Covariate-Guided Clusterwise Linear Regression for Generalization to Unseen Data¶

Conference: ICLR2026
OpenReview: https://openreview.net/forum?id=1XowCDuqSM
Code: TBD
Area: Learning Theory / Tabular Regression / Clusterwise Linear Regression
Keywords: clusterwise regression, covariate-guided routing, vector quantization, convergence analysis, PAC generalization bounds

TL;DR¶

Targeting regression tasks where tabular data is only locally linear, this paper proposes CG-CLR: it uses a proxy network to generate local coefficients for each sample, then routes them via hard vector quantization to one of \(K\) shared linear regressors. This allows simultaneous learning of "how to allocate new samples" and "linear models for each cluster" within a single gradient loop, supported by convergence proofs, PAC generalization bounds, and an F-test method for selecting the number of clusters \(K\).

Background & Motivation¶

Background: In many tabular regression problems, the relationship between covariates \(x_i \in \mathbb{R}^p\) and responses \(y_i \in \mathbb{R}\) is only approximately linear within local regions of the input space; a single global line cannot fit this heterogeneity. Classic Clusterwise Linear Regression (CLR) takes a middle ground: it learns \(K\) local linear regressors \(\{\tilde w_j\}_{j=1}^K\) and \(N \times K\) binary indicator variables \(\alpha_{i,j}\) (each sample belongs to one cluster), aiming to minimize \(\frac{1}{N} \sum_i \big(y_i - x_i^\top \sum_j \alpha_{i,j} \tilde w_j \big)^2\). It preserves the interpretability of local linear models while accommodating heterogeneity through clustering.
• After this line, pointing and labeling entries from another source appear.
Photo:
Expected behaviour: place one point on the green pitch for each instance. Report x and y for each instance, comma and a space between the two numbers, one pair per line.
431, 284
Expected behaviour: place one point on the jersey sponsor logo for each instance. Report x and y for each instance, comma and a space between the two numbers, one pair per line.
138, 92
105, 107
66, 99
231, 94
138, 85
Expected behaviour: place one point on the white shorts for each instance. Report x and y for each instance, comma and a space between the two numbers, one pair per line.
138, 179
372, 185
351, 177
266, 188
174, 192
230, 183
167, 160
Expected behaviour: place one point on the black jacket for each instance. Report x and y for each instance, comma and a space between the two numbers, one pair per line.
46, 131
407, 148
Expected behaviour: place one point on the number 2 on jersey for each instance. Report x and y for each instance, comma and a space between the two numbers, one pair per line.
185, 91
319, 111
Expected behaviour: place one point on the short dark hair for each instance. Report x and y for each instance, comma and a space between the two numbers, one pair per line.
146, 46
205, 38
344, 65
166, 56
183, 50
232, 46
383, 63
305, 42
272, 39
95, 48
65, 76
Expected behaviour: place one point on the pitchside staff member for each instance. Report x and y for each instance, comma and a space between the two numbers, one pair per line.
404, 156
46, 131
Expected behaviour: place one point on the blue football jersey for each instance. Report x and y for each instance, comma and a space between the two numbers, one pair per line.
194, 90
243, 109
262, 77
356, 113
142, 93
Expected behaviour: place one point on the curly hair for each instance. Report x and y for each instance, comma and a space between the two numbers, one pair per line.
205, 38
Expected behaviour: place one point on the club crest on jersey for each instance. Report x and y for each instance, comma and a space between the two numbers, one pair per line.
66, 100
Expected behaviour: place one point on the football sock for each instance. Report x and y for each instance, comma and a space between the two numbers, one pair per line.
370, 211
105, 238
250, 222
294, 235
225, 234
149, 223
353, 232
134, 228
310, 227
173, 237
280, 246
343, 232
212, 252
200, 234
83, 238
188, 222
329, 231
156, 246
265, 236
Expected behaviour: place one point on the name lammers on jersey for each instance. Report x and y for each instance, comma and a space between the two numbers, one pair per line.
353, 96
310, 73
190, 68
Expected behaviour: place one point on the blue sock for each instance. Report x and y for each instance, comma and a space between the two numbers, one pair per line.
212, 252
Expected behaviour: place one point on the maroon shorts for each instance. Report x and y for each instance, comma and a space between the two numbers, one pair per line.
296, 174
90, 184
Limitations of Prior Work: CLR-based methods suffer from two fundamental flaws in "single-point prediction" tasks (where a new covariate \(x_{i'}\) arrives without a ground-truth response \(y_{i'}\), requiring an immediate prediction). First, most algorithms decouple clustering from regression—Mixed Integer Programming, column generation, and alternating algorithms only fit samples to \(K\) lines but lack explicit allocation rules for unseen samples. At test time, they rely on post-hoc heuristics like "nearest neighbor," leading to assignment bias, overfitting, and generalization loss. Second, although Sparse MoE or tree-splitting schemes integrate gating and regression, they suffer from unstable convergence and heavy reliance on heuristics, and axis-aligned splits cannot capture true diagonal assignment boundaries.

Key Challenge: The two goals of CLR—fitting \(K\) local lines and routing new samples to the correct line—either cannot be achieved simultaneously or lack convergence guarantees in existing frameworks. More critically, the ideal "select the regressor with the minimum error" objective requires knowing \(y_i\) (response-dependent), which is infeasible at test time for single-point prediction.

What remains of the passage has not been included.